There are very few performance situations where you can just walk into the ladies loos, while the queue for the men's snakes up the corridor and into the bar. One of these is a folk club. Another, I discovered this week when I nipped in just before the end of the interval, is at Inside No. 9: Stage/Fright at the Wyndham’s.
What I’ve seen
Inside No.9 is that kind of cult TV. It doesn’t have any specific gender bias, the female characters are just as funny, but it’s made by cheerfully weird nerdy men (Reece Shearsmith and Steve Pemberton, who wrote and star in this theatrical extension of the show, bonded with their frequent collaborator Mark Gatiss when they found out that all of them had once stayed in on New Year’s Eve because Carry On Screaming was on the telly) for people like them, and men seem to absolutely love it. And some women, yes, definitely, but on the evidence of the loo situation, the real enthusiasts are mostly men.

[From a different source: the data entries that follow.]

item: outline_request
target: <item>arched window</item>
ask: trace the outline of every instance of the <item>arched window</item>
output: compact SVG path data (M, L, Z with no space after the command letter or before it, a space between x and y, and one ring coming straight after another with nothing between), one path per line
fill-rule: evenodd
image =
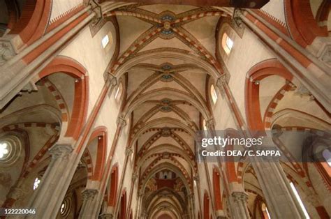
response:
M330 152L329 149L324 149L322 155L329 167L331 167L331 152Z
M119 100L121 98L122 93L123 92L123 84L122 83L117 86L117 89L115 91L115 99Z
M0 159L6 159L9 156L9 145L6 142L0 143Z
M229 54L233 47L233 40L228 36L226 33L223 34L222 47L227 54Z
M308 212L307 211L306 208L304 207L304 205L303 204L302 200L301 200L301 198L299 196L299 193L297 193L297 191L295 187L294 186L293 183L290 182L290 188L292 189L292 191L293 191L293 193L295 195L297 202L299 202L299 204L301 207L301 209L302 210L302 212L304 214L304 216L306 217L306 219L309 219L310 218L309 218L309 216L308 215Z
M210 86L210 95L212 96L212 102L215 104L216 101L217 101L217 93L216 92L214 84Z
M112 45L112 33L109 32L108 34L105 35L101 40L102 47L105 50L105 52L108 52Z
M109 43L109 36L108 34L107 34L102 38L102 40L101 40L102 47L105 49L105 47L108 45L108 43Z
M41 183L41 179L39 179L39 177L36 178L34 183L34 190L37 189L40 183Z
M263 213L263 216L265 219L270 219L270 215L269 214L269 211L267 211L267 206L265 203L263 203L261 205L261 210L262 213Z

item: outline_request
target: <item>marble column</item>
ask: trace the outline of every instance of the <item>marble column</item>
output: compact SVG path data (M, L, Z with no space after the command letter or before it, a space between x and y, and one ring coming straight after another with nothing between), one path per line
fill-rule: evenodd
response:
M267 149L277 149L269 137L263 139ZM301 209L278 160L273 158L251 157L253 168L263 192L272 218L304 218Z
M229 108L233 112L233 116L237 126L242 133L247 137L251 136L246 129L246 124L238 126L242 116L233 98L231 91L228 85L225 75L217 80L217 86L222 96L226 100ZM234 112L239 113L238 117ZM276 146L270 137L263 138L263 146L270 149L276 149ZM275 159L265 160L261 157L250 157L250 160L254 169L258 181L265 195L268 206L269 213L272 218L304 218L302 211L293 192L287 177L279 164Z
M66 179L64 176L71 170L68 164L74 162L75 156L72 151L71 146L66 144L55 144L50 149L52 160L28 205L29 209L36 209L36 214L27 218L51 218L54 206L59 201L59 190L63 190L62 181Z
M83 199L83 204L80 210L79 218L93 218L94 216L94 206L97 200L95 198L98 191L96 189L85 189L82 192Z
M233 218L238 219L250 218L247 209L248 195L244 192L235 191L231 194L231 197L235 204L235 216Z

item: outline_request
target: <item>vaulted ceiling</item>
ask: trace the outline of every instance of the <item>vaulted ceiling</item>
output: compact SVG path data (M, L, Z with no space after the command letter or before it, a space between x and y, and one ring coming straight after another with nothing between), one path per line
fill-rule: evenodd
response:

Anyway, I enjoyed it. For those who don’t know, Inside No.9 is an anthology TV show, which has now run for nine series. Every episode is a new story, with a new cast (except Shearsmith and Pemberton, who are nearly always both in it) relating in some tenuous way to the number nine, with a mix of black comedy and horror. There’s always a bronze hare in it somewhere.
It’s one of those things that, when the creators are interviewed years later, they say “we couldn’t believe someone was letting us do it”, having made a barnstorming success of something apparently completely ridiculous (I think in Britain we have an inherent appreciation for such things, but it’s still slightly astonishing).
The inevitable stage version, which is at the Wyndham’s until April 5, directed by Simon Evans, is, as my London Theatre Review podcast co-presenter Nick Curtis said on the night, a brilliant and curious combination of the very clever and the bleeding obvious. The events on stage are a surprise, the jokes aren’t.
Focused (though perhaps in the chaos that’s not the right word) around the idea of haunted theatres (I don’t think there’s a West End theatre open that doesn’t have a ghost) it’s a mad dash from one scenario to the next, including a revisit of the old Inside No. 9 tale Bernie Clifton’s Dressing Room - about a pair of washed up old end-of-the-pier sketch comedians - plus a kidnap scene and a play about a sinister asylum director within a play about a haunted theatre. In an ostensibly haunted theatre.